When the final figures for Pathway's fall 2012 enrollment came across the desk of BYU-Idaho president Kim B. Clark, he was astonished.

The numbers were much higher than he had expected. But as impressive as the numbers may have been, it wasn't the sheer quantity of Pathway students that was important. It was the story those statistics told. Pathway had identified - and was meeting - a critical need within The Church of Jesus Christ of Latter-day Saints.  

"We've hit a vein," President Clark recalls thinking at the time. Now, five years after the program's inception, Pathway continues to do just that. 

The program's philosophical underpinnings are as old as the Church itself, explains Henry J. Eyring, whose stewardship as BYU-Idaho's advancement vice president includes Pathway. He notes the early efforts by Church founder Joseph Smith and his successor, Brigham Young, to make education in both spiritual and temporal matters more readily available to the Latter-day Saints. 

That same desire guided the foundation of BYU-Idaho's pioneer forebear, Bannock Stake Academy, in 1888. Later, in the concluding decades of the institution's Ricks College era, former presidents Henry B. Eyring and David A. Bednar would use their inaugural addresses to outline bold visions of education being delivered to Church members well beyond the confines of the Rexburg campus. After the transition to BYU-Idaho, that vision was articulated yet again by President Clark in his own inaugural response in 2005.

"The roots of Pathway are the roots of this institution, and frankly, of the restored gospel in this dispensation," Henry J. Eyring says. 

Drawing on an institutional legacy of frugality and wise use of resources, BYU-Idaho launched the Pathway program in 2009 by utilizing the existing infrastructure of meetinghouses and the Church Educational System's seminary and institute program. Face-to-face interaction at gatherings in those Church-owned facilities is blended with BYU-Idaho's online course offerings. That approach, coupled with the volunteer efforts of local service missionaries who administer each site, allows the program to be delivered at a lower cost in a wide range of locations. 

"This is about the humblest, the least well-off Church members getting the kind of education they need to provide for themselves and their families and to lead in the Church--and to do it in a way that is affordable for them," Eyring says.  

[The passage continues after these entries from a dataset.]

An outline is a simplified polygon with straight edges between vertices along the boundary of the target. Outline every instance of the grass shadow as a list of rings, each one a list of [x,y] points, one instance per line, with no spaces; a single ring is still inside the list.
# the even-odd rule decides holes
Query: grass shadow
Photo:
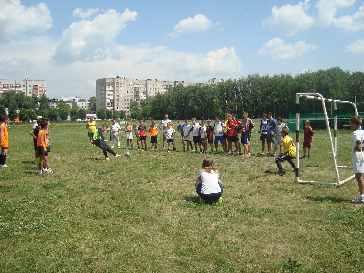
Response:
[[[341,203],[343,202],[348,203],[349,201],[346,199],[335,198],[331,197],[313,197],[312,196],[306,196],[305,197],[307,200],[311,200],[314,202],[321,203],[324,202],[330,202],[332,203]]]

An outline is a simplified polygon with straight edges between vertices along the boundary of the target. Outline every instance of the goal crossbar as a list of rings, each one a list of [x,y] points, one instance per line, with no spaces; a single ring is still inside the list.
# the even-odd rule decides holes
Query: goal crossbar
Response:
[[[335,170],[335,173],[336,178],[336,182],[323,182],[315,181],[306,181],[300,179],[300,99],[307,99],[316,100],[321,101],[322,103],[323,108],[324,110],[324,114],[325,115],[325,122],[326,124],[326,128],[330,141],[330,147],[331,150],[331,154],[332,155],[334,162],[334,168]],[[333,142],[332,137],[331,136],[331,130],[330,128],[330,125],[329,124],[329,119],[327,116],[327,112],[326,111],[325,102],[334,103],[334,141]],[[354,107],[355,114],[358,115],[358,110],[355,104],[352,102],[345,100],[339,100],[332,99],[325,99],[321,94],[318,93],[299,93],[296,94],[296,180],[300,184],[320,184],[324,185],[331,185],[335,186],[338,186],[343,185],[345,183],[350,181],[355,177],[355,175],[352,175],[346,179],[341,181],[339,177],[338,169],[352,168],[352,166],[338,166],[336,160],[337,159],[337,103],[347,103],[350,104]]]

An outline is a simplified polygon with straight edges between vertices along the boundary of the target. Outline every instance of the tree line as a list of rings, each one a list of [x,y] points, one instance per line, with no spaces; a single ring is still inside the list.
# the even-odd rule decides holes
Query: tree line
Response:
[[[351,73],[339,67],[309,72],[293,77],[289,74],[273,76],[257,74],[229,79],[219,85],[198,84],[184,87],[180,84],[163,95],[157,94],[142,102],[141,110],[132,109],[132,118],[162,119],[167,113],[173,119],[214,119],[225,112],[238,117],[248,112],[252,118],[272,111],[275,117],[288,118],[296,113],[296,94],[318,93],[326,98],[356,101],[359,112],[364,110],[364,73]],[[323,112],[321,102],[301,100],[300,108],[305,113]],[[327,104],[328,112],[333,106]],[[353,112],[347,106],[338,104],[339,112]]]

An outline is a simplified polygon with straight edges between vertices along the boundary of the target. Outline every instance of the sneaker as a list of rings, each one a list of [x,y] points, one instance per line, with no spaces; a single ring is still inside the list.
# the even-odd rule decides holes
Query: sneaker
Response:
[[[361,204],[362,203],[364,203],[364,200],[362,199],[361,197],[359,197],[357,199],[351,200],[351,202],[355,204]]]

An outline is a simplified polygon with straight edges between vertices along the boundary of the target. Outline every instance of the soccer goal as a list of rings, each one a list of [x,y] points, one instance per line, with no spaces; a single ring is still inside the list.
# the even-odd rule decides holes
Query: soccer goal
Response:
[[[335,170],[335,174],[336,177],[336,182],[323,182],[316,181],[306,181],[300,179],[300,99],[313,99],[316,100],[321,101],[322,103],[323,108],[324,109],[324,114],[325,115],[325,119],[326,123],[326,128],[327,129],[327,133],[328,135],[329,139],[330,141],[330,147],[331,149],[331,153],[332,155],[332,159],[334,163],[334,168]],[[332,138],[331,136],[331,131],[329,123],[329,119],[327,116],[327,112],[326,111],[326,107],[325,102],[333,102],[334,103],[334,141],[333,142]],[[347,103],[350,104],[354,106],[355,114],[358,115],[358,110],[355,104],[352,102],[345,101],[344,100],[337,100],[331,99],[325,99],[318,93],[299,93],[296,94],[296,151],[297,155],[296,156],[296,180],[300,184],[321,184],[324,185],[332,185],[335,186],[339,186],[343,185],[348,181],[350,181],[355,177],[355,175],[352,175],[348,177],[342,181],[340,181],[339,177],[338,169],[339,168],[352,169],[352,166],[338,166],[336,162],[337,158],[337,136],[336,132],[337,130],[337,103]]]

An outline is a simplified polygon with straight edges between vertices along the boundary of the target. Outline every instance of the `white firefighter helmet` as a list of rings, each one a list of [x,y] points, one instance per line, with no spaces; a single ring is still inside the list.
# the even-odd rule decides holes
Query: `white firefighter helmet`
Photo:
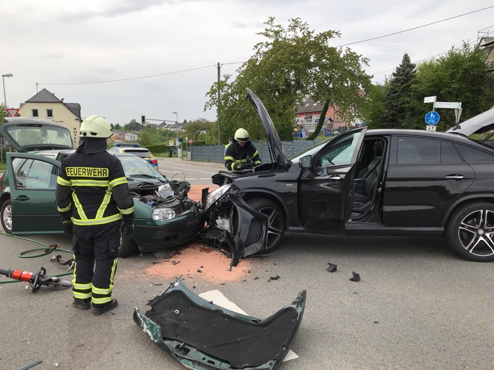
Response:
[[[99,115],[90,115],[81,124],[79,138],[108,138],[113,134],[111,125]]]
[[[235,140],[240,143],[248,141],[248,132],[244,129],[239,129],[235,131]]]

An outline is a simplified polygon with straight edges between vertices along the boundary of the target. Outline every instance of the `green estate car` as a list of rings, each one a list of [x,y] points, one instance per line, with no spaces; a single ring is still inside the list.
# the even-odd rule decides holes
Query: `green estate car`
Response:
[[[0,220],[9,234],[62,234],[55,204],[61,160],[74,152],[70,131],[51,121],[7,118],[0,134],[17,152],[6,153],[0,186]],[[204,227],[201,203],[187,198],[189,182],[170,181],[145,160],[118,154],[134,200],[134,240],[122,238],[120,256],[157,252],[195,239]]]

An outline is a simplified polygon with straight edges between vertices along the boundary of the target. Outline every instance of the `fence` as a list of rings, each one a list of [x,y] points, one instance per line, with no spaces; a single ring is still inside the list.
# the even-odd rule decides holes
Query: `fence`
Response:
[[[324,139],[316,139],[313,140],[296,140],[294,141],[282,141],[282,145],[287,157],[292,158],[298,153],[303,152],[306,149],[319,144]],[[257,148],[261,159],[266,161],[269,159],[269,149],[266,141],[252,141],[253,144]],[[191,159],[202,162],[216,162],[223,163],[223,154],[225,152],[225,145],[202,145],[193,146],[190,147]]]

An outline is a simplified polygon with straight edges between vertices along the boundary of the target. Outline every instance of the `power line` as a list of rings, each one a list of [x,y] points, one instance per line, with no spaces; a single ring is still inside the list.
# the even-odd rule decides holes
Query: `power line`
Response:
[[[487,28],[488,28],[488,27],[487,27]],[[477,41],[470,41],[470,42],[468,42],[468,45],[472,45],[472,44],[474,44],[474,43],[477,43]],[[449,50],[448,50],[447,51],[443,51],[442,53],[439,53],[438,54],[433,55],[432,56],[429,56],[429,57],[427,57],[427,58],[424,58],[424,59],[421,59],[420,61],[417,61],[416,62],[413,62],[413,63],[414,64],[418,64],[418,63],[422,63],[422,62],[424,62],[424,61],[429,61],[429,59],[432,59],[433,58],[436,58],[436,56],[441,56],[441,55],[443,55],[443,54],[445,54],[447,53],[448,51],[449,51]],[[381,74],[381,73],[386,73],[387,72],[394,71],[395,69],[396,69],[396,67],[395,67],[395,68],[391,68],[390,70],[386,70],[385,71],[378,72],[376,72],[376,73],[373,73],[372,75],[373,75],[373,76],[375,76],[376,74]]]
[[[38,83],[38,85],[87,85],[90,83],[106,83],[107,82],[119,82],[121,81],[130,81],[130,80],[137,80],[141,79],[149,79],[151,77],[158,77],[159,76],[166,76],[167,74],[176,74],[178,73],[184,73],[186,72],[196,71],[197,70],[203,70],[205,68],[210,68],[211,67],[215,67],[216,65],[214,64],[212,65],[205,65],[204,67],[198,67],[197,68],[191,68],[189,70],[183,70],[181,71],[170,72],[167,73],[160,73],[159,74],[150,74],[148,76],[141,76],[140,77],[130,77],[129,79],[120,79],[116,80],[106,80],[106,81],[93,81],[90,82],[65,82],[61,83]]]
[[[472,11],[472,12],[465,13],[463,13],[463,14],[461,14],[461,15],[455,15],[454,17],[450,17],[449,18],[445,18],[445,19],[441,19],[441,20],[440,20],[440,21],[436,21],[436,22],[431,22],[431,23],[428,23],[428,24],[422,24],[422,26],[416,26],[416,27],[413,27],[413,28],[411,28],[411,29],[406,29],[406,30],[403,30],[403,31],[399,31],[398,32],[393,32],[392,33],[388,33],[388,35],[382,35],[382,36],[377,36],[377,37],[375,37],[375,38],[367,38],[367,39],[365,39],[365,40],[360,40],[360,41],[356,41],[355,42],[350,42],[350,43],[349,43],[349,44],[344,44],[344,45],[340,45],[340,46],[337,46],[337,47],[342,47],[348,46],[348,45],[355,45],[355,44],[360,44],[360,42],[367,42],[367,41],[372,41],[372,40],[377,40],[377,39],[379,39],[379,38],[387,38],[387,37],[388,37],[388,36],[392,36],[392,35],[398,35],[399,33],[403,33],[404,32],[408,32],[408,31],[413,31],[413,30],[415,30],[415,29],[422,29],[422,28],[423,28],[423,27],[427,27],[427,26],[431,26],[431,25],[432,25],[432,24],[437,24],[437,23],[440,23],[440,22],[446,22],[446,21],[449,21],[449,20],[451,20],[451,19],[455,19],[455,18],[459,18],[460,17],[463,17],[464,15],[468,15],[469,14],[473,14],[473,13],[475,13],[481,12],[481,11],[485,10],[486,10],[486,9],[491,9],[491,8],[494,8],[494,6],[488,6],[487,8],[482,8],[482,9],[479,9],[478,10],[473,10],[473,11]]]
[[[481,12],[481,11],[482,11],[482,10],[487,10],[487,9],[491,9],[491,8],[494,8],[494,6],[488,6],[488,7],[486,7],[486,8],[483,8],[482,9],[478,9],[478,10],[472,10],[472,11],[471,11],[471,12],[468,12],[468,13],[463,13],[463,14],[461,14],[461,15],[455,15],[454,17],[449,17],[449,18],[445,18],[445,19],[441,19],[441,20],[439,20],[439,21],[433,22],[431,22],[431,23],[428,23],[428,24],[422,24],[422,26],[416,26],[416,27],[413,27],[413,28],[411,28],[411,29],[406,29],[406,30],[399,31],[397,31],[397,32],[394,32],[394,33],[388,33],[388,34],[387,34],[387,35],[381,35],[381,36],[377,36],[377,37],[375,37],[375,38],[368,38],[368,39],[365,39],[365,40],[360,40],[360,41],[356,41],[356,42],[349,42],[349,43],[348,43],[348,44],[344,44],[344,45],[342,45],[337,46],[337,47],[345,47],[345,46],[348,46],[348,45],[355,45],[355,44],[360,44],[360,42],[367,42],[367,41],[372,41],[372,40],[378,40],[378,39],[386,38],[386,37],[388,37],[388,36],[392,36],[392,35],[398,35],[398,34],[399,34],[399,33],[404,33],[404,32],[408,32],[408,31],[413,31],[413,30],[415,30],[415,29],[422,29],[422,28],[424,28],[424,27],[427,27],[427,26],[431,26],[431,25],[432,25],[432,24],[438,24],[438,23],[441,23],[441,22],[446,22],[446,21],[448,21],[448,20],[454,19],[455,19],[455,18],[459,18],[460,17],[463,17],[463,16],[465,16],[465,15],[470,15],[470,14],[473,14],[473,13],[475,13]],[[489,27],[491,27],[491,26],[490,26]],[[489,27],[486,27],[486,28],[484,29],[483,30],[480,30],[480,31],[484,31],[484,30],[485,30],[485,29],[488,29]],[[430,58],[433,58],[434,56],[438,56],[438,55],[441,55],[442,54],[444,54],[444,53],[441,53],[441,54],[437,54],[437,55],[436,55],[436,56],[433,56],[427,58],[427,59],[430,59]],[[425,60],[425,59],[424,59],[424,60]],[[221,65],[232,65],[232,64],[241,64],[241,63],[246,63],[246,62],[245,62],[245,61],[244,61],[244,62],[231,62],[231,63],[222,63]],[[203,66],[203,67],[197,67],[197,68],[191,68],[191,69],[189,69],[189,70],[180,70],[180,71],[175,71],[175,72],[166,72],[166,73],[160,73],[160,74],[150,74],[150,75],[147,75],[147,76],[141,76],[141,77],[130,77],[130,78],[127,78],[127,79],[119,79],[106,80],[106,81],[89,81],[89,82],[67,82],[67,83],[38,83],[38,85],[49,85],[49,86],[88,85],[88,84],[93,84],[93,83],[109,83],[109,82],[120,82],[120,81],[131,81],[131,80],[136,80],[136,79],[149,79],[149,78],[151,78],[151,77],[160,77],[160,76],[166,76],[166,75],[169,75],[169,74],[178,74],[178,73],[184,73],[184,72],[191,72],[191,71],[195,71],[195,70],[202,70],[202,69],[205,69],[205,68],[210,68],[210,67],[217,67],[217,65],[214,64],[214,65],[205,65],[205,66]],[[383,72],[377,72],[377,73],[376,73],[376,74],[381,74],[381,73],[385,73],[385,72],[388,72],[388,71],[390,71],[390,70],[394,70],[394,68],[393,68],[392,70],[387,70],[387,71],[383,71]]]

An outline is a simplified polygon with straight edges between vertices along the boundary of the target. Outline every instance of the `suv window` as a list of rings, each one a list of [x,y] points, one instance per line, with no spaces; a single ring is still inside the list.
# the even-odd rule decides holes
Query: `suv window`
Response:
[[[462,145],[461,144],[456,144],[458,150],[460,152],[461,156],[466,162],[470,163],[494,163],[494,156],[483,150]]]
[[[141,157],[146,157],[146,156],[151,156],[150,153],[149,152],[149,150],[138,150],[138,149],[125,149],[123,150],[125,153],[130,153],[131,154],[134,154],[138,156],[141,156]]]
[[[332,145],[333,141],[330,142],[330,143],[321,151],[316,167],[349,164],[360,136],[360,131],[356,132],[338,142],[335,145]]]

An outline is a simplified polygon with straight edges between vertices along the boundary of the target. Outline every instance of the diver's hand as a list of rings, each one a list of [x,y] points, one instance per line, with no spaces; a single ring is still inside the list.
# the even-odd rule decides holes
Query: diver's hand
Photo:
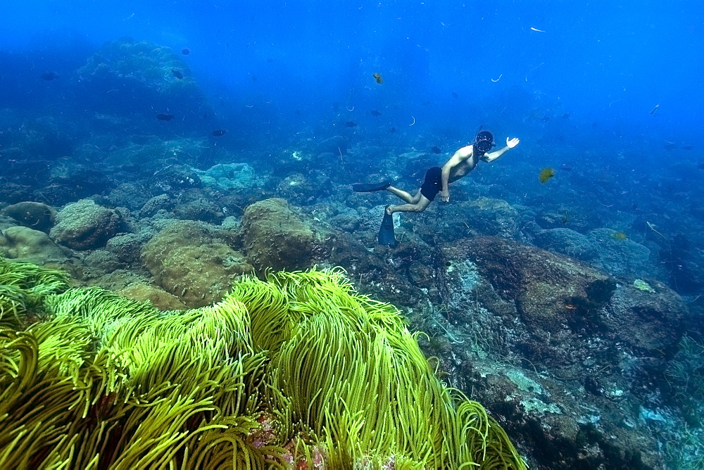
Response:
[[[520,141],[518,140],[518,139],[517,139],[516,137],[514,137],[513,139],[509,139],[508,137],[506,137],[506,146],[508,147],[509,148],[513,148],[517,145],[518,145],[519,142],[520,142]]]

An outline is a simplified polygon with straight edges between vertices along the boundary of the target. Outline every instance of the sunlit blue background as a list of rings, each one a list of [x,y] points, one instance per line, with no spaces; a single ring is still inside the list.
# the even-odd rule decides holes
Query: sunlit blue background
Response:
[[[129,35],[189,48],[184,58],[213,106],[253,140],[349,119],[368,124],[370,139],[372,126],[395,127],[461,143],[483,125],[501,139],[541,141],[536,151],[555,139],[572,144],[560,160],[579,160],[574,148],[608,157],[635,146],[658,163],[681,153],[663,145],[697,151],[703,136],[700,2],[3,4],[0,48],[30,58],[6,58],[2,73],[32,86],[4,87],[0,106],[42,106],[51,96],[37,73],[70,76],[103,42]]]

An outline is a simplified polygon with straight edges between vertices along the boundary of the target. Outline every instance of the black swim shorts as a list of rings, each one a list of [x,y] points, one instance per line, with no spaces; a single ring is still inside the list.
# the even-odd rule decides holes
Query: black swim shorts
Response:
[[[420,186],[420,193],[432,201],[442,189],[442,169],[440,167],[429,168],[425,172],[425,179]]]

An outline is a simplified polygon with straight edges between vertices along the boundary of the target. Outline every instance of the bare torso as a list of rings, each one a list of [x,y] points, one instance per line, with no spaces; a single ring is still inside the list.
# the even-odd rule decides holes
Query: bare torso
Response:
[[[479,158],[474,154],[474,153],[472,153],[472,155],[470,155],[466,160],[460,161],[457,166],[453,167],[452,170],[450,170],[449,182],[452,183],[455,182],[471,172],[474,169],[474,167],[477,166],[477,162],[479,162]]]

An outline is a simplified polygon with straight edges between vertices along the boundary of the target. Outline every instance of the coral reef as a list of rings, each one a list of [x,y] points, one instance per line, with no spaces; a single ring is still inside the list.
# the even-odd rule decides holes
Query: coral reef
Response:
[[[17,226],[0,231],[0,254],[6,258],[37,265],[61,264],[68,259],[68,251],[39,230]]]
[[[165,313],[26,264],[0,281],[4,468],[525,468],[338,272]]]
[[[144,245],[142,260],[156,284],[189,307],[218,302],[252,267],[228,243],[234,235],[191,221],[170,221]],[[228,238],[230,239],[228,239]]]
[[[303,222],[284,199],[247,206],[242,217],[247,259],[258,272],[308,267],[320,234]]]
[[[31,201],[8,205],[0,213],[12,217],[25,227],[47,233],[54,226],[56,217],[56,211],[51,206]]]

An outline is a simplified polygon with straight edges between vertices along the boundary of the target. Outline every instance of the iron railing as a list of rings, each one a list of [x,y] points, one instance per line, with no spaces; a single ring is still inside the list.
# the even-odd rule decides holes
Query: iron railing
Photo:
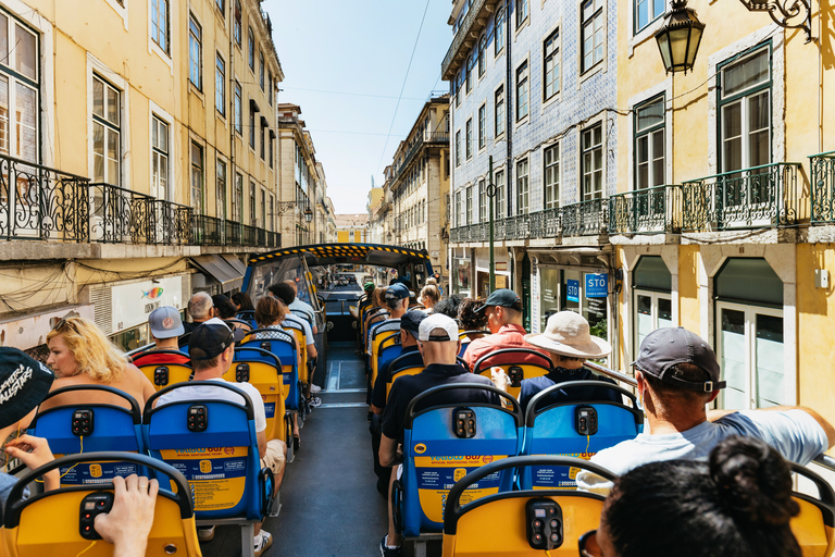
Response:
[[[813,223],[835,222],[835,151],[809,157]]]
[[[775,162],[682,184],[682,228],[724,231],[797,222],[798,171]]]
[[[677,233],[682,230],[682,188],[655,186],[609,198],[609,234]]]

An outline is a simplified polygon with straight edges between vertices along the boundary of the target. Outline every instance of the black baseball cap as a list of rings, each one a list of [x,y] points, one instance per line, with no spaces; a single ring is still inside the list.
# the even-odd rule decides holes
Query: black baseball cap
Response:
[[[487,296],[484,306],[475,310],[475,313],[484,312],[484,310],[487,309],[487,306],[501,306],[502,308],[511,308],[516,311],[522,311],[522,298],[520,298],[513,290],[499,288]]]
[[[426,319],[426,313],[419,309],[413,309],[411,311],[407,311],[401,318],[400,318],[400,329],[412,335],[413,337],[418,338],[418,334],[421,329],[421,322]]]
[[[690,363],[703,370],[710,380],[685,381],[670,372],[678,363]],[[713,348],[700,336],[683,326],[652,331],[640,343],[638,359],[632,362],[643,373],[652,375],[664,383],[687,391],[712,393],[725,387],[720,381],[719,362]]]
[[[230,330],[217,318],[198,325],[188,338],[188,355],[192,360],[211,360],[234,343],[247,336],[242,329]]]

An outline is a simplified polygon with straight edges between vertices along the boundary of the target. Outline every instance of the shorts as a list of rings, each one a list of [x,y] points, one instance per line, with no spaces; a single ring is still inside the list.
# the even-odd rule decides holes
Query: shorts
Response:
[[[261,468],[270,468],[273,475],[278,478],[284,472],[284,465],[287,461],[287,445],[281,440],[266,442],[266,454],[261,459]]]

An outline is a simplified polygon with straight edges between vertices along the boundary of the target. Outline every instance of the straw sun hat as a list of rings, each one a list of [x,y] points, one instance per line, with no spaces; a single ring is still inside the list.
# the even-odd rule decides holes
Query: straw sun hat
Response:
[[[560,311],[548,318],[544,333],[525,335],[525,341],[549,352],[570,358],[595,359],[609,356],[612,346],[588,330],[588,321],[573,311]]]

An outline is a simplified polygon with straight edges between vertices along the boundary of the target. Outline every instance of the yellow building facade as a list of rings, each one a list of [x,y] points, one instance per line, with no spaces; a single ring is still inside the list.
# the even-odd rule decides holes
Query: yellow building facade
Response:
[[[695,66],[665,74],[655,33],[668,8],[648,4],[618,8],[615,364],[652,329],[682,325],[716,349],[720,405],[835,419],[833,21],[813,11],[807,41],[741,2],[693,0],[706,25]]]

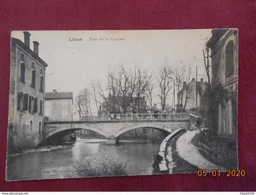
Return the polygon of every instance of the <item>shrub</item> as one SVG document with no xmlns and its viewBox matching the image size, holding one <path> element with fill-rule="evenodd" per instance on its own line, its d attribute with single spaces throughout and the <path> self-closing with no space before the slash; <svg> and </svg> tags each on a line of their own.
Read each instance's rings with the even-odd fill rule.
<svg viewBox="0 0 256 195">
<path fill-rule="evenodd" d="M 127 161 L 118 157 L 104 157 L 96 160 L 87 157 L 75 161 L 73 168 L 79 177 L 127 176 Z"/>
</svg>

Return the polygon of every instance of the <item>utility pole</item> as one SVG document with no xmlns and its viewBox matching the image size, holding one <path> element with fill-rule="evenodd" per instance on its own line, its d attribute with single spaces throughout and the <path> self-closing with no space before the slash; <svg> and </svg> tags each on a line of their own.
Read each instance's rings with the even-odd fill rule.
<svg viewBox="0 0 256 195">
<path fill-rule="evenodd" d="M 196 116 L 198 116 L 198 109 L 197 109 L 197 66 L 196 66 Z"/>
<path fill-rule="evenodd" d="M 175 111 L 175 83 L 174 81 L 173 81 L 173 97 L 174 97 L 174 110 L 173 111 Z"/>
</svg>

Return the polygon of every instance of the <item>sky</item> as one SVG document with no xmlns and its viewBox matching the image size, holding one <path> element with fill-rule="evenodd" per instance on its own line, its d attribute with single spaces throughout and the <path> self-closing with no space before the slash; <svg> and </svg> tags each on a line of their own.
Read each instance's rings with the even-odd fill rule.
<svg viewBox="0 0 256 195">
<path fill-rule="evenodd" d="M 30 49 L 39 43 L 39 56 L 48 65 L 45 91 L 78 92 L 89 88 L 91 79 L 104 80 L 110 68 L 136 63 L 152 73 L 153 79 L 165 61 L 172 68 L 190 67 L 191 78 L 202 77 L 202 49 L 212 29 L 153 30 L 29 30 Z M 23 31 L 12 37 L 24 41 Z M 112 39 L 114 39 L 113 40 Z M 121 39 L 115 40 L 115 39 Z M 81 40 L 70 41 L 69 40 Z M 171 104 L 172 94 L 168 104 Z M 92 110 L 96 112 L 93 107 Z"/>
</svg>

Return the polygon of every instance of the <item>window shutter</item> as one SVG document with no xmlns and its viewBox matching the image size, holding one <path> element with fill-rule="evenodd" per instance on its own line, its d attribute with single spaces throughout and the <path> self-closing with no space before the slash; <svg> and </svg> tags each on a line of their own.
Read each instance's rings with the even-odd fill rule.
<svg viewBox="0 0 256 195">
<path fill-rule="evenodd" d="M 22 82 L 25 82 L 25 64 L 24 63 L 21 63 L 21 76 L 20 79 Z"/>
<path fill-rule="evenodd" d="M 43 101 L 41 100 L 40 100 L 40 114 L 41 115 L 43 114 Z"/>
<path fill-rule="evenodd" d="M 29 96 L 29 112 L 31 112 L 31 96 Z"/>
<path fill-rule="evenodd" d="M 19 93 L 18 94 L 17 110 L 20 110 L 21 108 L 21 93 Z"/>
<path fill-rule="evenodd" d="M 40 91 L 43 92 L 43 77 L 41 77 L 40 78 Z"/>
<path fill-rule="evenodd" d="M 37 104 L 38 104 L 38 98 L 35 98 L 34 99 L 34 112 L 37 113 Z"/>
<path fill-rule="evenodd" d="M 29 94 L 27 93 L 24 94 L 23 101 L 23 110 L 27 110 L 29 105 Z"/>
<path fill-rule="evenodd" d="M 32 71 L 32 87 L 35 87 L 35 71 L 33 70 Z"/>
</svg>

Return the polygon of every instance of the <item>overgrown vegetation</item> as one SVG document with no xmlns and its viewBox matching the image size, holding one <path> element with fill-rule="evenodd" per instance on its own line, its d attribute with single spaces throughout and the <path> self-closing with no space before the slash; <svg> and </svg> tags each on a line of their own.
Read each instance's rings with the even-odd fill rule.
<svg viewBox="0 0 256 195">
<path fill-rule="evenodd" d="M 126 160 L 103 155 L 99 160 L 88 157 L 84 161 L 75 161 L 73 168 L 78 177 L 127 176 L 129 169 Z"/>
<path fill-rule="evenodd" d="M 237 168 L 236 140 L 220 137 L 209 130 L 201 131 L 192 142 L 201 154 L 215 164 L 226 168 Z"/>
</svg>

As Pathway has evolved over its first five years, experience has shown that the students who participate come with any number of goals in mind. Some are seeking to better their circumstances through additional education while others are simply looking for personal enrichment. Some use the program as a springboard for matriculation into a bachelor's degree program, either at BYU-Idaho or another university. But no matter what brings a student to Pathway, he or she finds a unique educational opportunity offered in an inclusive and nurturing environment. 

"Pathway is a conduit to education for members of the Church from a variety of backgrounds and skill levels," says J.D. Griffith, managing director of Pathway. "We try to open the doors of Pathway to as many students as we can."

Once they've walked through those doors, students are guided through an experience designed to help them meet three key objectives: get the gospel deep into their hearts, help them become lifelong learners, and prepare to lead and support a family.  

"We want to train up the mothers and fathers, the priesthood and Relief Society leaders of the Church," Eyring says. "The Spirit is crucial. Ministering is crucial. Leadership is crucial."

That notion of ministering soon emerged as a defining aspect of Pathway, Griffith adds. The program's administrators have found that although they oversee a site's initial implementation and provide it with ongoing support, Pathway succeeds best when it is priesthood led and driven at the local level. 

"The real blessings of Pathway occur when priesthood leaders see Pathway as part of their ministry - when priesthood leaders see that Pathway changes the heart and mind of one of their flock. Real growth happens when members of the Church gather together and the Spirit testifies of both spiritual and temporal truths. That is what happens with Pathway," Griffith says. 

That growth and edification is the ultimate purpose of Pathway. There is clearly much of BYU-Idaho in Pathway - its innovative approach to delivering educational opportunity through online and in-person settings, its emphasis on affordability and accessibility. In the end, though, the program's mission to bless individuals and families in a gospel-centered environment transcends its BYU-Idaho roots. 

"Pathway is for the kingdom," President Clark says emphatically. "It's not for the university."  

Just as BYU-Idaho is not the focus of Pathway, neither is the program's continuing expansion or increasing enrollment. Milestones like this year's fifth anniversary can easily be measured by such statistics, but Pathway's true worth and impact on the Church are measured by its ability to bless lives, and, in some cases, even save souls.  

That makes the message to each potential Pathway student not unlike the message of the gospel of Jesus Christ itself. And it's a message President Clark can easily imagine sharing with someone considering whether to participate in Pathway.  

"You're a child of God," he says. "You have a great future and Pathway can help you find your path. God has a plan for you. He knows exactly where you are. He loves you. He has prepared a way for you. That path will include education, a family, and service in His kingdom. He has much work for you to do. You have a great future."